Thank you as always for the patience it takes to negotiate one of my literary rallies.

Any comments are welcome.

***

Z … is for Zoom in.

Z[1] is for zoom in. This is my first attempt at the A to Z Challenge, and although at times it was hard work, I feel that I’ve been rewarded in several ways. The best way I can demonstrate my appreciation to the organisers, moderators and my fellow participants is to give them a big thank you.

It feels appropriate that I should do it by way of highlighting them here. Among my list are a couple of good sites I found during my blog patrols, so although not participants, they were worth finding.

The list below is in no particular order apart from the first person, who I believe played a huge part in the success of the overall project.

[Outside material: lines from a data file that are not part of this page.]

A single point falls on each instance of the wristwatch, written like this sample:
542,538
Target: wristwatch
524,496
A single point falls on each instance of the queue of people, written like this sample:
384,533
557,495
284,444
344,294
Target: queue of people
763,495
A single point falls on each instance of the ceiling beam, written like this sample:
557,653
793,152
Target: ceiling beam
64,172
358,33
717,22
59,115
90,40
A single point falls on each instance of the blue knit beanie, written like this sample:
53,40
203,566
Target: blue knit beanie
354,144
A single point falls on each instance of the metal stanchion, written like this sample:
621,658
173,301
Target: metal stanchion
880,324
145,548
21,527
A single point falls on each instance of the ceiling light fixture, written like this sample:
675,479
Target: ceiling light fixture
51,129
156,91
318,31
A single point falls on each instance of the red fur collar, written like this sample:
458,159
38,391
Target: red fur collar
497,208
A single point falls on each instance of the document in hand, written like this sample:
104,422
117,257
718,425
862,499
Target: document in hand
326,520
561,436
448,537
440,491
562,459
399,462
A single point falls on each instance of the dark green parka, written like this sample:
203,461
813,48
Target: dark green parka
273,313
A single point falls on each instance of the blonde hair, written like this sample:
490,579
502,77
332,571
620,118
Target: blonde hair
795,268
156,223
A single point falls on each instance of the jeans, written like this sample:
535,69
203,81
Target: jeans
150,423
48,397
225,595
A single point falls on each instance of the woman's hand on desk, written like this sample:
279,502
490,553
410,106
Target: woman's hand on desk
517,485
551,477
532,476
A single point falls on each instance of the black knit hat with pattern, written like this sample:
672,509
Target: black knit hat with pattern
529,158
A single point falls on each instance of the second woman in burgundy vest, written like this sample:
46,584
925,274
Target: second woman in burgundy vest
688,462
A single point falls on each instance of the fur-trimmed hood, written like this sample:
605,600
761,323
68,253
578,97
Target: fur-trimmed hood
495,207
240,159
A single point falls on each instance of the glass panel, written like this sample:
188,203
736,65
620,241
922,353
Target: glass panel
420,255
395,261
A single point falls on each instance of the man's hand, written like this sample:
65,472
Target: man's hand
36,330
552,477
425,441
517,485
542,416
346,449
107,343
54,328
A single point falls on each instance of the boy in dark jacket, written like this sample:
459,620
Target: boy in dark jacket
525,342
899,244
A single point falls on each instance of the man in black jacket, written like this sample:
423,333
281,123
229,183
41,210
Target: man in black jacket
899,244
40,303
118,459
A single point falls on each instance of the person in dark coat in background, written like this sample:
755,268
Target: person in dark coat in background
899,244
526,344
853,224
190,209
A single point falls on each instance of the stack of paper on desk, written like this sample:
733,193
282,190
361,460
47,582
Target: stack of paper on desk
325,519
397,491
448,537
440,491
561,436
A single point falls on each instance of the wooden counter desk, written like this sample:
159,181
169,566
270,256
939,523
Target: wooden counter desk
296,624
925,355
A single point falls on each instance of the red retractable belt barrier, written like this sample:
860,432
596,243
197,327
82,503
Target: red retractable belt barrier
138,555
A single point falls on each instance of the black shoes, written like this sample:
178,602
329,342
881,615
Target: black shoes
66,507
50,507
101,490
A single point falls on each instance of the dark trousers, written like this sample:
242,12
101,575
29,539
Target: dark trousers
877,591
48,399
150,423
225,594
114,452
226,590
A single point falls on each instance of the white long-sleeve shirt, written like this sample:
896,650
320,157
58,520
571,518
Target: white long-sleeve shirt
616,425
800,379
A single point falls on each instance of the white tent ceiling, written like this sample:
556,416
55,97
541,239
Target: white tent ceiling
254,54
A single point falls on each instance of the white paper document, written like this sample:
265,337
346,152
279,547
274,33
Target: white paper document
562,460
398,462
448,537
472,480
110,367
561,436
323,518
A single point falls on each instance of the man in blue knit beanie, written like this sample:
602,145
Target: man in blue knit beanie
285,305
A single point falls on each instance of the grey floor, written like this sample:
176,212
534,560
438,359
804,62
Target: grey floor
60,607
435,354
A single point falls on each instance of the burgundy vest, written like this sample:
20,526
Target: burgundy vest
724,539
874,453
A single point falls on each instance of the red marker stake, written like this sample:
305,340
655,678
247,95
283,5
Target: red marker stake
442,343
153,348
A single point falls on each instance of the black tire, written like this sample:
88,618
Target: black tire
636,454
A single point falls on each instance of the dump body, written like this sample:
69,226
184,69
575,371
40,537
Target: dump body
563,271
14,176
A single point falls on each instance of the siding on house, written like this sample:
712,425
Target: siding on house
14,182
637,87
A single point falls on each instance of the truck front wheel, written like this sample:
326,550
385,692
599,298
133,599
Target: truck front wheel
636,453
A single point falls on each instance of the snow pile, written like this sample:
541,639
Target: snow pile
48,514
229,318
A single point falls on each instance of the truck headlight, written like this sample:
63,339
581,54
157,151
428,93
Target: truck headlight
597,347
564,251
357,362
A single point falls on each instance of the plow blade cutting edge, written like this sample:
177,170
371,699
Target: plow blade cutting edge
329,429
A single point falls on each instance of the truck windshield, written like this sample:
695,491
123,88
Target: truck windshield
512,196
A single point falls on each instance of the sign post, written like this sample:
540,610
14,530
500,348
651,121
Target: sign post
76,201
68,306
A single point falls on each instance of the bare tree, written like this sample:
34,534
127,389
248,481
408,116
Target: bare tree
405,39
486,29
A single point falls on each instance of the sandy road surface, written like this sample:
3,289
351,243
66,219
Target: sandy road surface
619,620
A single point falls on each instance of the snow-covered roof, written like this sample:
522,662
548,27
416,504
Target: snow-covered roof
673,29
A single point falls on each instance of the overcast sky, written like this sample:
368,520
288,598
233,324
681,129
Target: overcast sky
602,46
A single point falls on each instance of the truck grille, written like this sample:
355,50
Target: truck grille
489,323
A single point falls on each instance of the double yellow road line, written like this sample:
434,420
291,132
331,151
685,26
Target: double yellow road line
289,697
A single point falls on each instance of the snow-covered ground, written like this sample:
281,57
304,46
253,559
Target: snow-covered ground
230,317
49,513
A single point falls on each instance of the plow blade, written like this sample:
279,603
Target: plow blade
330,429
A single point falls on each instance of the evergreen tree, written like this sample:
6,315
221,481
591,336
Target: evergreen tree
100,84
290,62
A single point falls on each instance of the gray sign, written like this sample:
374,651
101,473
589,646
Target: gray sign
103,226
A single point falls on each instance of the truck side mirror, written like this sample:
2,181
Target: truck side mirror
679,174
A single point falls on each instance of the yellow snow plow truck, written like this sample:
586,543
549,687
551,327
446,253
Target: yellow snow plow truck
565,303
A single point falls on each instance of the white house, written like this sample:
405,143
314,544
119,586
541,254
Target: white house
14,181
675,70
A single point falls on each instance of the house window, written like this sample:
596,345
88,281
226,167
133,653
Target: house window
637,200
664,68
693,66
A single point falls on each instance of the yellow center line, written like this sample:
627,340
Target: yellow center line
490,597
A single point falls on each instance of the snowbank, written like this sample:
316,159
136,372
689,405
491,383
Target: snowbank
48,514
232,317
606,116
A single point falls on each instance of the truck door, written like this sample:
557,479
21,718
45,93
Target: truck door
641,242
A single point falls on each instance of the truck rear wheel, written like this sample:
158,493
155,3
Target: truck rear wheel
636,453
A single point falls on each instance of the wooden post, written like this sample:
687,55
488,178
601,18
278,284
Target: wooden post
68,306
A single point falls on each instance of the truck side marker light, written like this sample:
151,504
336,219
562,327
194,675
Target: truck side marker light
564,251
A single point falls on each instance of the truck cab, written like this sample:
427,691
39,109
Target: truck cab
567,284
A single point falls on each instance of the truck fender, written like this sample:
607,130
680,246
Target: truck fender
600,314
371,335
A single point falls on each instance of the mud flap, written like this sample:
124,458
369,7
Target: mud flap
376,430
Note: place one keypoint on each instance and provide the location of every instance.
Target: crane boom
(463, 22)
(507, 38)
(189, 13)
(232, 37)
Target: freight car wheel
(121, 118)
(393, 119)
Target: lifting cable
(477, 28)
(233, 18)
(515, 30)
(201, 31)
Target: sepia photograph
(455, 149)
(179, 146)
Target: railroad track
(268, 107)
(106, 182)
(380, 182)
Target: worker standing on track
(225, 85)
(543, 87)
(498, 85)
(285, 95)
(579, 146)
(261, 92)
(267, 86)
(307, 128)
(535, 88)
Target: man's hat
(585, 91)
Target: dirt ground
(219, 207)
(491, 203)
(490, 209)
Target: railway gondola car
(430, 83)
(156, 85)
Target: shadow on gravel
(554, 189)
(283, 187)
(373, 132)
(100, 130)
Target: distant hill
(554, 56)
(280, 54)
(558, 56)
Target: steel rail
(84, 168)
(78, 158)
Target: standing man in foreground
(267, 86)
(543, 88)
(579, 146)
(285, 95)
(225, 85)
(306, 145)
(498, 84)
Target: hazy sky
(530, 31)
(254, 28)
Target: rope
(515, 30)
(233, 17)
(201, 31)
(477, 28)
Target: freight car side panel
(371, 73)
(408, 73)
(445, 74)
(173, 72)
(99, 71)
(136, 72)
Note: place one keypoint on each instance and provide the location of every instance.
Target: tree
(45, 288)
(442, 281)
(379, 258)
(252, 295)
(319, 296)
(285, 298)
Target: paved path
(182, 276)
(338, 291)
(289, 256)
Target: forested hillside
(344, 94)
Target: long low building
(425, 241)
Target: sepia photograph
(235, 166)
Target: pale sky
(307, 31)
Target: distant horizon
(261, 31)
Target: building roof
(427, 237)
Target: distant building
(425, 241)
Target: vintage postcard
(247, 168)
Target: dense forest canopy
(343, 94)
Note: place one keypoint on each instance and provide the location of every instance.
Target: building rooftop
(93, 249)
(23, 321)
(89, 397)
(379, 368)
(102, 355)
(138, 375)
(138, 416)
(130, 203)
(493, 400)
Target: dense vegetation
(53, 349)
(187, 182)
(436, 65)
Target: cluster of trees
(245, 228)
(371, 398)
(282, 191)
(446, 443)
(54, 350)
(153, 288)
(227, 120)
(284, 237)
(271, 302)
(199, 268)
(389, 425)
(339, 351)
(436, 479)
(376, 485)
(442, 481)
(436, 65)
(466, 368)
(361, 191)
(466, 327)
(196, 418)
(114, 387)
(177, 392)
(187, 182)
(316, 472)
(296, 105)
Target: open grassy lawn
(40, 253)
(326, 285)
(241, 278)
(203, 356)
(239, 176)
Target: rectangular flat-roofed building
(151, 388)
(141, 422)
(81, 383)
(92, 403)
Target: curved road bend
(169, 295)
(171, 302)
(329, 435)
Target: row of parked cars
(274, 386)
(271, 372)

A handful of the blogs I followed through April, which includes participants and non-participants:

http://amloki.blogspot.co.uk/ Damyanti was added to my Blogroll recently, and it was from her that I found out about the A to Z Challenge 2014.

Damyanti has been one of the hosts that kept this monster running smoothly, but it would be remiss of me not to mention the others: Lee, Alex, Tina, Jeremy, Nicole, Stephen, Heather, AJ, MJ and Pam. I am listing their blogs at the end of my post, and I will be visiting each one after the challenge.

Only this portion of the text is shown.